Anchor-woman Sue Lawley was forced to continue with her bulletin with the four women present as they handcuffed themselves to the newsdesk.

The activists were protesting the passing of Section 28, which outlawed the “promotion” of homosexuality in public institutions. Lawley continued to announce the headlines as the activists could be heard crying out “stop Section 28!” Her co-presenter Nicholas Witchell, now a Royal Correspondent, sat on a protester and placed his hand over her mouth.

The activists’ spokeswoman said the invasion was ″a further statement of lesbian defiance″ against the law. The previous year, women protesters abseiled from the public gallery onto the floor of the House of Lords during a debate on the bill.

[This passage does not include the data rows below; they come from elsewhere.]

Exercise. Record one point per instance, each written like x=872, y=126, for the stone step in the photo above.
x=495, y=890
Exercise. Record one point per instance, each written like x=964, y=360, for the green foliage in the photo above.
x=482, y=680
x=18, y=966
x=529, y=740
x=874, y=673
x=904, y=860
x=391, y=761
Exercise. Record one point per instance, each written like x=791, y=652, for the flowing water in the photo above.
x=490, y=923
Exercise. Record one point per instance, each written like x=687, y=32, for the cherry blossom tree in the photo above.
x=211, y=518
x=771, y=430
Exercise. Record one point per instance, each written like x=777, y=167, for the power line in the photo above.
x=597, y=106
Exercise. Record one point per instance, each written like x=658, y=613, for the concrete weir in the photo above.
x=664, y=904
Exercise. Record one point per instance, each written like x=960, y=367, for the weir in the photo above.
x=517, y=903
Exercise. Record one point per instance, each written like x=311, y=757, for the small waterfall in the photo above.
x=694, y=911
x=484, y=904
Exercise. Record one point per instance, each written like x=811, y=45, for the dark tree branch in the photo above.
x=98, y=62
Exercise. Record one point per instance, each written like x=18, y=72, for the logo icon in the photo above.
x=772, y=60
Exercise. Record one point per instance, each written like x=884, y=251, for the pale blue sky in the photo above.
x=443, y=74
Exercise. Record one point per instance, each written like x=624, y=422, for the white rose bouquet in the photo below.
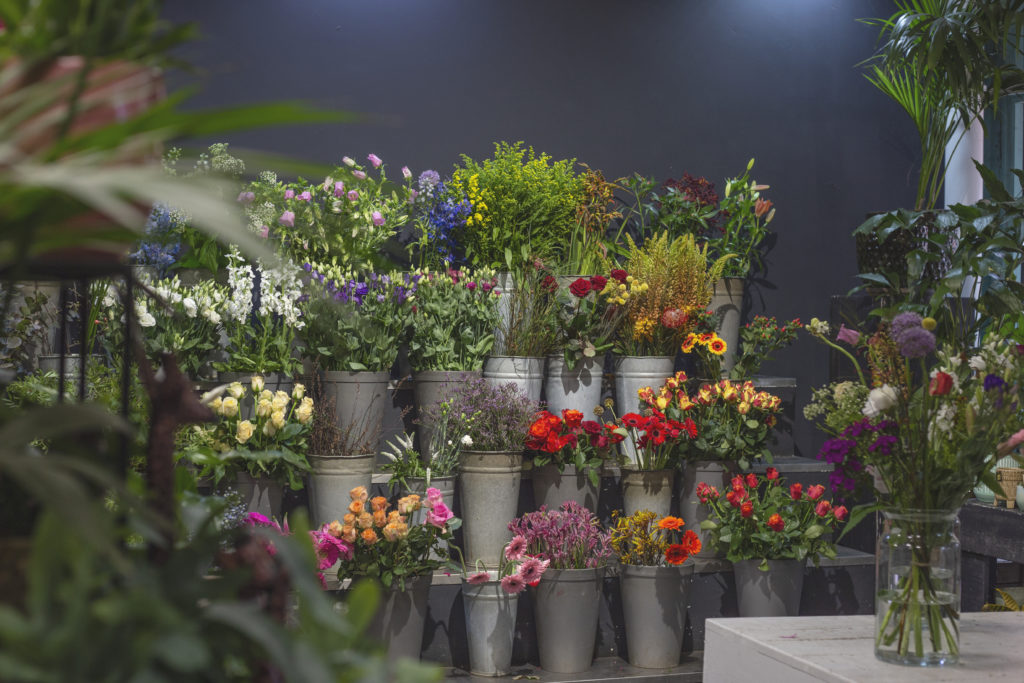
x=258, y=430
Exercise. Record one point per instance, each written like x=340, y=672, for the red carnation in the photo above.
x=580, y=287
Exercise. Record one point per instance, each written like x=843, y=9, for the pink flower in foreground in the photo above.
x=478, y=578
x=515, y=549
x=513, y=584
x=438, y=515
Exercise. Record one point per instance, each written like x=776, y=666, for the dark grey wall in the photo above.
x=654, y=86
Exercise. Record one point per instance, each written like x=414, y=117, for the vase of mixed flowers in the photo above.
x=491, y=424
x=655, y=584
x=374, y=543
x=262, y=453
x=567, y=601
x=491, y=600
x=567, y=456
x=934, y=423
x=768, y=531
x=657, y=441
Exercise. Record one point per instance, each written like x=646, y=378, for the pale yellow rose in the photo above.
x=245, y=431
x=263, y=408
x=229, y=407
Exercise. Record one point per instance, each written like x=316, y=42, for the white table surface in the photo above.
x=841, y=649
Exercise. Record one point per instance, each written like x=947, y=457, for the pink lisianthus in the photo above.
x=438, y=515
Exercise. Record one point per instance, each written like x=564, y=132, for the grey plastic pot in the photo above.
x=491, y=616
x=400, y=616
x=552, y=487
x=576, y=389
x=524, y=372
x=772, y=593
x=727, y=301
x=260, y=495
x=714, y=473
x=654, y=602
x=488, y=491
x=359, y=399
x=566, y=604
x=632, y=374
x=431, y=387
x=332, y=479
x=647, y=489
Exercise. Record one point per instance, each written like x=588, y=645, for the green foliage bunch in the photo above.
x=524, y=206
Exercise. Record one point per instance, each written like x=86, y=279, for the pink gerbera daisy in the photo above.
x=513, y=584
x=515, y=549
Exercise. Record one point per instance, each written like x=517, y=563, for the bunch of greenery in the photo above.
x=524, y=207
x=759, y=518
x=741, y=218
x=670, y=281
x=454, y=322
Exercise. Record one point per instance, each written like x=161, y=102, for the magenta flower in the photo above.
x=515, y=549
x=848, y=335
x=478, y=578
x=513, y=584
x=438, y=515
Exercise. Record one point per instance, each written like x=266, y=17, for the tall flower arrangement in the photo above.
x=261, y=316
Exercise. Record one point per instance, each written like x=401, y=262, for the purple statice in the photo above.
x=915, y=343
x=569, y=538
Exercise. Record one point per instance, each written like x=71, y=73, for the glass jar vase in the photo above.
x=916, y=606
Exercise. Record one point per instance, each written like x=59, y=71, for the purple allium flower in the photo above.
x=915, y=342
x=901, y=324
x=848, y=335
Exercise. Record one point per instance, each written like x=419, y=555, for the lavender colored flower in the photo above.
x=915, y=342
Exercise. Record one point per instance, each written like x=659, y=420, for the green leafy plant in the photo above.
x=759, y=518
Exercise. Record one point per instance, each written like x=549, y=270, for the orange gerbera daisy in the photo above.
x=671, y=523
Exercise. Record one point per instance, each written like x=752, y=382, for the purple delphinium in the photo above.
x=569, y=538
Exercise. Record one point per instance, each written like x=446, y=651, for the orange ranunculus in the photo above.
x=671, y=523
x=676, y=554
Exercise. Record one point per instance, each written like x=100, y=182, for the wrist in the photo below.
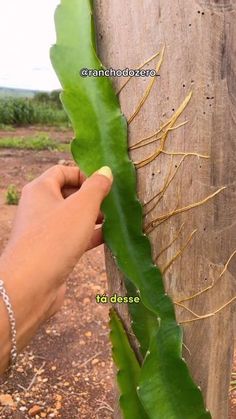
x=30, y=302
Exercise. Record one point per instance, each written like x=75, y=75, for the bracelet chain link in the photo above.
x=12, y=322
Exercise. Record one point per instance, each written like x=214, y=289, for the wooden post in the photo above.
x=200, y=55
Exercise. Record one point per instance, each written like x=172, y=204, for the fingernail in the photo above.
x=105, y=171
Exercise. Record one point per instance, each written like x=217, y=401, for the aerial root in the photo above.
x=173, y=119
x=148, y=140
x=161, y=190
x=179, y=253
x=148, y=90
x=167, y=183
x=187, y=349
x=164, y=217
x=210, y=286
x=138, y=68
x=182, y=153
x=170, y=244
x=205, y=316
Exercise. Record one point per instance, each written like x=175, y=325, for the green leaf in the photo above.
x=128, y=370
x=166, y=388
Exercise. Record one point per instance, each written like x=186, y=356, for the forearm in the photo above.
x=30, y=302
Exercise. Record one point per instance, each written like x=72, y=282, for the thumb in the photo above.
x=92, y=192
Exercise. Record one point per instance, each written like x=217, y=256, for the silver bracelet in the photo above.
x=12, y=322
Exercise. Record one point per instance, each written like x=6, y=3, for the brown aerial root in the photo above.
x=210, y=286
x=164, y=217
x=204, y=316
x=169, y=244
x=148, y=140
x=138, y=68
x=148, y=90
x=179, y=253
x=183, y=153
x=173, y=119
x=167, y=183
x=161, y=190
x=233, y=383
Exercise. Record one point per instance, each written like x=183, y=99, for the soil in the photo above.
x=66, y=371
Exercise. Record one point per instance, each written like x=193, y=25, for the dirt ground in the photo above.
x=66, y=372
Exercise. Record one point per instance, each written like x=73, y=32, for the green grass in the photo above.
x=38, y=142
x=12, y=195
x=4, y=127
x=25, y=111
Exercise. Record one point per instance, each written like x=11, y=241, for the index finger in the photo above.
x=62, y=176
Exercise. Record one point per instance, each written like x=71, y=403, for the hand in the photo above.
x=54, y=225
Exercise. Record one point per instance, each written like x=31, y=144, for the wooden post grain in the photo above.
x=200, y=56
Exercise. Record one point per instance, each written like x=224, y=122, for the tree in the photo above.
x=199, y=57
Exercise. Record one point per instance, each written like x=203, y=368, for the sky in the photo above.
x=26, y=34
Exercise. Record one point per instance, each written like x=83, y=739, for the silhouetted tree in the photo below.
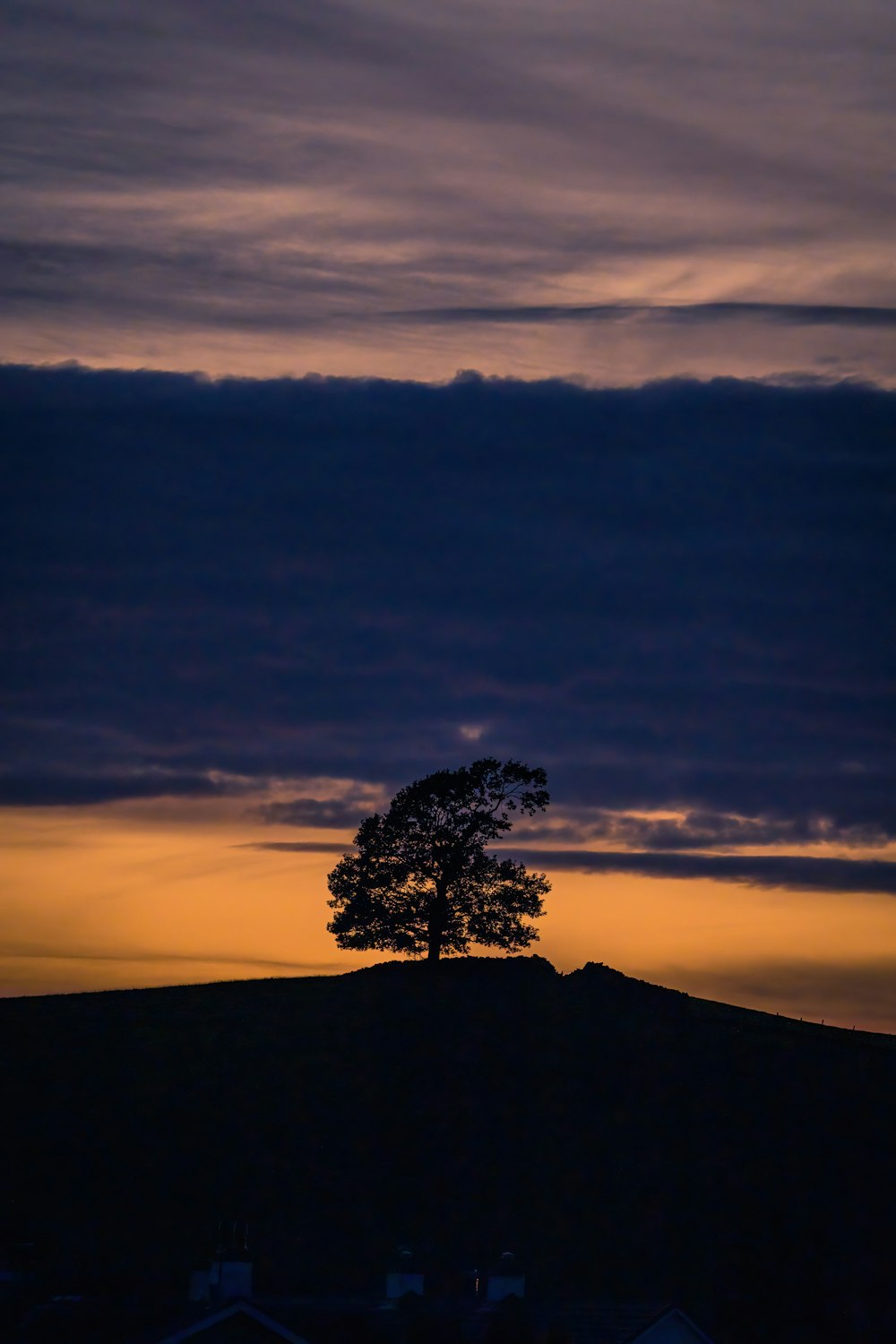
x=422, y=882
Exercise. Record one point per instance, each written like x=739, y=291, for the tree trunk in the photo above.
x=437, y=926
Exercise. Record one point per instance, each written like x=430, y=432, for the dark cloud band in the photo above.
x=797, y=873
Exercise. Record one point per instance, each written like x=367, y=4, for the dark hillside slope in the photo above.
x=625, y=1140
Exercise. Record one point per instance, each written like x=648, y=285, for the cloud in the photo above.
x=292, y=174
x=61, y=789
x=134, y=956
x=673, y=597
x=797, y=873
x=297, y=846
x=340, y=814
x=708, y=314
x=704, y=831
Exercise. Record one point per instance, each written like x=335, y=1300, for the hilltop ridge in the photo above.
x=624, y=1139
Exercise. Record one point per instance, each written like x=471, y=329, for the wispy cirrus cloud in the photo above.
x=276, y=182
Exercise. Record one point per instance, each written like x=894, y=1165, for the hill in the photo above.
x=622, y=1139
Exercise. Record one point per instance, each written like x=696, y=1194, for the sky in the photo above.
x=387, y=386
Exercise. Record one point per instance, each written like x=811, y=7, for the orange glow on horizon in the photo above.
x=150, y=894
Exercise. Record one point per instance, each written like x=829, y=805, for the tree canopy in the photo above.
x=421, y=881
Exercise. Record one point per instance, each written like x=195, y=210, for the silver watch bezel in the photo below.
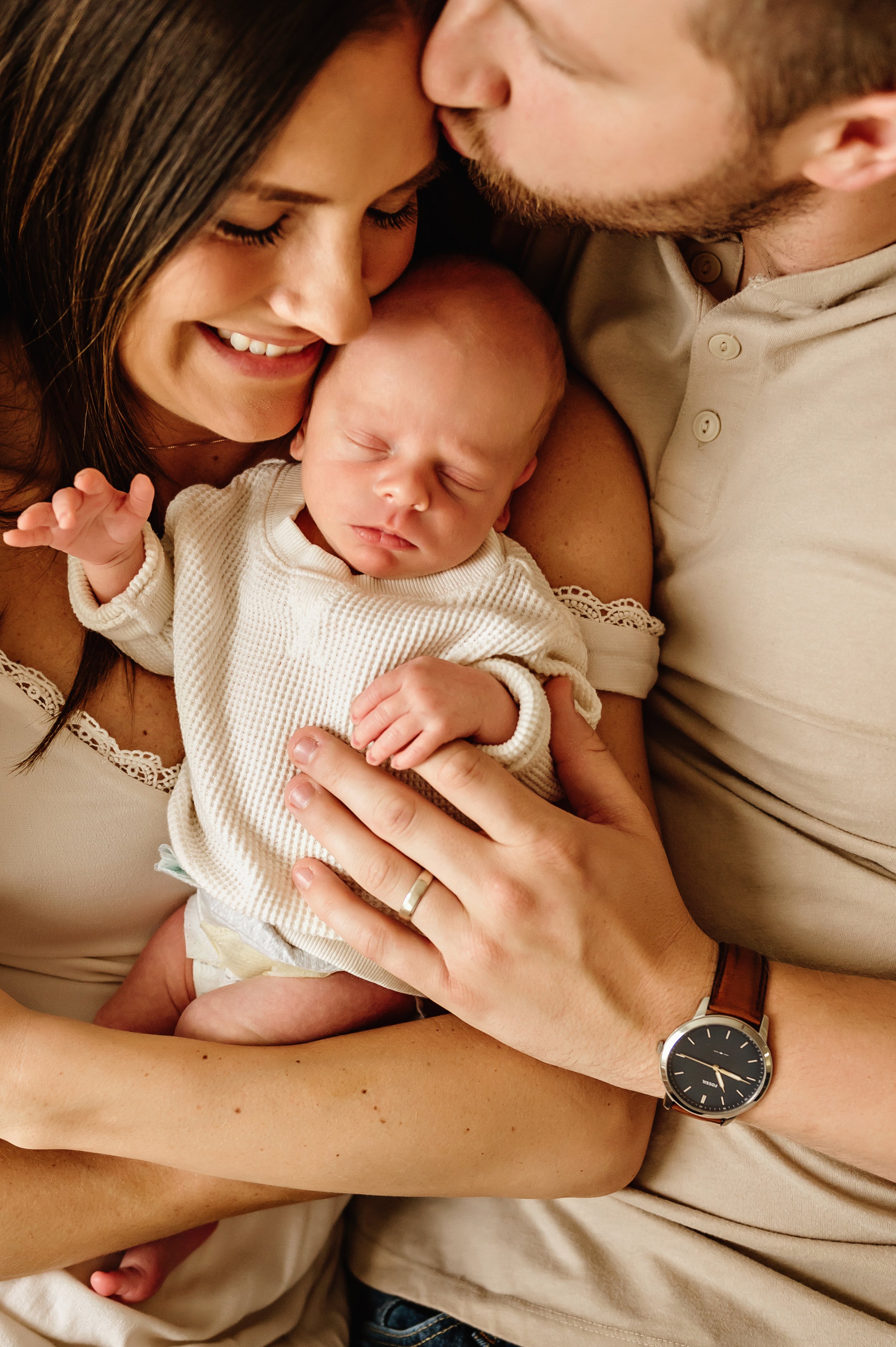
x=701, y=1020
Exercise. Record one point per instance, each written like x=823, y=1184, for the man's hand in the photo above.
x=562, y=937
x=410, y=713
x=96, y=523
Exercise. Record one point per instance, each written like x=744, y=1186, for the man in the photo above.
x=740, y=317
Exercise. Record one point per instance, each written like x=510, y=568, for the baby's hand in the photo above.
x=408, y=714
x=95, y=522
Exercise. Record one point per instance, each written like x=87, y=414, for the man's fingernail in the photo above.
x=305, y=749
x=301, y=793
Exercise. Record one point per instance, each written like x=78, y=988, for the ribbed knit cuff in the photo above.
x=143, y=609
x=533, y=730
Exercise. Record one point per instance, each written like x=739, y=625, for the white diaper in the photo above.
x=228, y=946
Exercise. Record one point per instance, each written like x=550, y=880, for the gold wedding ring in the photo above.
x=415, y=895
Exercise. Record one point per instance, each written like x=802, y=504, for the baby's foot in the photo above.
x=145, y=1268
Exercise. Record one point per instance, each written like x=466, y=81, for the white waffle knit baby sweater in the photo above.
x=264, y=632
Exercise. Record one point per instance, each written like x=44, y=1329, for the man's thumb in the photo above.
x=591, y=776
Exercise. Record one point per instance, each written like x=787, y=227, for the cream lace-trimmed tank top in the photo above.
x=78, y=900
x=78, y=895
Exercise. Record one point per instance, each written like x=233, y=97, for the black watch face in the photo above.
x=716, y=1067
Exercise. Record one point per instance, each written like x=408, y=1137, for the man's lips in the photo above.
x=263, y=367
x=382, y=538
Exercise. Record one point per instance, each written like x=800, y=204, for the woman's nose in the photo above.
x=460, y=68
x=325, y=293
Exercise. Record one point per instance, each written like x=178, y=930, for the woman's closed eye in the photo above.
x=395, y=219
x=258, y=238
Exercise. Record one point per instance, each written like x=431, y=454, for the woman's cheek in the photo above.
x=387, y=254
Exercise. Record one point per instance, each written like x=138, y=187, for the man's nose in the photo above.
x=325, y=291
x=459, y=69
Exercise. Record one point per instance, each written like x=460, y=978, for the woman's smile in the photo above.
x=262, y=359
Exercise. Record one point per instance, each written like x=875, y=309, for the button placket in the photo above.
x=719, y=392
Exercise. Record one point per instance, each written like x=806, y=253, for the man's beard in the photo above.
x=736, y=196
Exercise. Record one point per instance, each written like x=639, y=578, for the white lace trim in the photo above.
x=143, y=767
x=621, y=612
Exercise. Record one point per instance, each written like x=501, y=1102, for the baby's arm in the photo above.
x=409, y=713
x=96, y=523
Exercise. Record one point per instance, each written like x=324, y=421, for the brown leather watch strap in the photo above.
x=742, y=980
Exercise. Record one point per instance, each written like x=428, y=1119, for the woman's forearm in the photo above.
x=62, y=1208
x=432, y=1108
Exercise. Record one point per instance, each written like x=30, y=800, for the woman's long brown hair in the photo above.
x=123, y=123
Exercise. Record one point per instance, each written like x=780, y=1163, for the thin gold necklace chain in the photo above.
x=190, y=444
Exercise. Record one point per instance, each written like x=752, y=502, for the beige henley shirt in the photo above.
x=766, y=422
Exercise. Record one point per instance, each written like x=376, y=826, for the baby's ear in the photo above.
x=527, y=472
x=297, y=444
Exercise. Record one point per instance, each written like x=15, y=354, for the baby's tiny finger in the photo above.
x=28, y=538
x=37, y=517
x=142, y=495
x=378, y=721
x=67, y=506
x=374, y=694
x=91, y=481
x=397, y=737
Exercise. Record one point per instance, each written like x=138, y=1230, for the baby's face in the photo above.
x=413, y=449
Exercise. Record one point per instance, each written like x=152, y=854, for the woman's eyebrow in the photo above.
x=273, y=192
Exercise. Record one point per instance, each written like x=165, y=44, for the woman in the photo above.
x=173, y=173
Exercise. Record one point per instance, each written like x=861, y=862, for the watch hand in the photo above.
x=735, y=1078
x=711, y=1067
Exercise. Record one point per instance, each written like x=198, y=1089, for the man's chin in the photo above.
x=729, y=200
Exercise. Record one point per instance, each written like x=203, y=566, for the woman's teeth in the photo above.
x=258, y=348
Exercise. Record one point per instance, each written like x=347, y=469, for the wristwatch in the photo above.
x=717, y=1066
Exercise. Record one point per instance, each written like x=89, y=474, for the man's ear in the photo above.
x=504, y=518
x=853, y=144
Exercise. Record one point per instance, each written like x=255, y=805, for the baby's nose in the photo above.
x=409, y=491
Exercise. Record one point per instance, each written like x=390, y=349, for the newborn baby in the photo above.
x=367, y=590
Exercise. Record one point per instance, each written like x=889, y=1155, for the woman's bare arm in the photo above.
x=61, y=1208
x=584, y=518
x=426, y=1109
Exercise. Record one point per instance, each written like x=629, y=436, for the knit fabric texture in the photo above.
x=264, y=632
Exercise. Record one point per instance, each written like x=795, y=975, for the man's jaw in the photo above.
x=736, y=196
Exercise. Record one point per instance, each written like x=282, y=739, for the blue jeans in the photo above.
x=383, y=1320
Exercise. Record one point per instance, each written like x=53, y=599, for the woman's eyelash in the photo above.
x=259, y=238
x=395, y=219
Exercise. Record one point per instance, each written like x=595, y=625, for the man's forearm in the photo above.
x=61, y=1208
x=833, y=1042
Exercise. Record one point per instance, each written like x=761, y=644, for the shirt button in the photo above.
x=708, y=426
x=706, y=268
x=725, y=347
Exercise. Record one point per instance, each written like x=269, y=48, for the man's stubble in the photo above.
x=738, y=195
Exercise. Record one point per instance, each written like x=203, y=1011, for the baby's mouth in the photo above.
x=382, y=538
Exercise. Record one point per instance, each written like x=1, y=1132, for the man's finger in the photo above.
x=591, y=776
x=379, y=868
x=398, y=949
x=506, y=810
x=390, y=809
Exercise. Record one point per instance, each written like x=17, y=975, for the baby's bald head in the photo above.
x=488, y=325
x=421, y=430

Section 28 was passed in parliament the following day. Its proponents claimed it was intended to prevent local governments from using taxpayers’ money to teach children that homosexuality was as normal as heterosexuality. Margaret Thatcher, who famously condemned children being told “they have an inalienable right to be gay” was one of the law’s biggest supporters.

Section 28 was eventually repealed in Scotland in 2000, and in England and Wales three years later. Though the after effects of the law can still be felt today, with an entire generation of LGBT+ people growing up feeling repressed in school.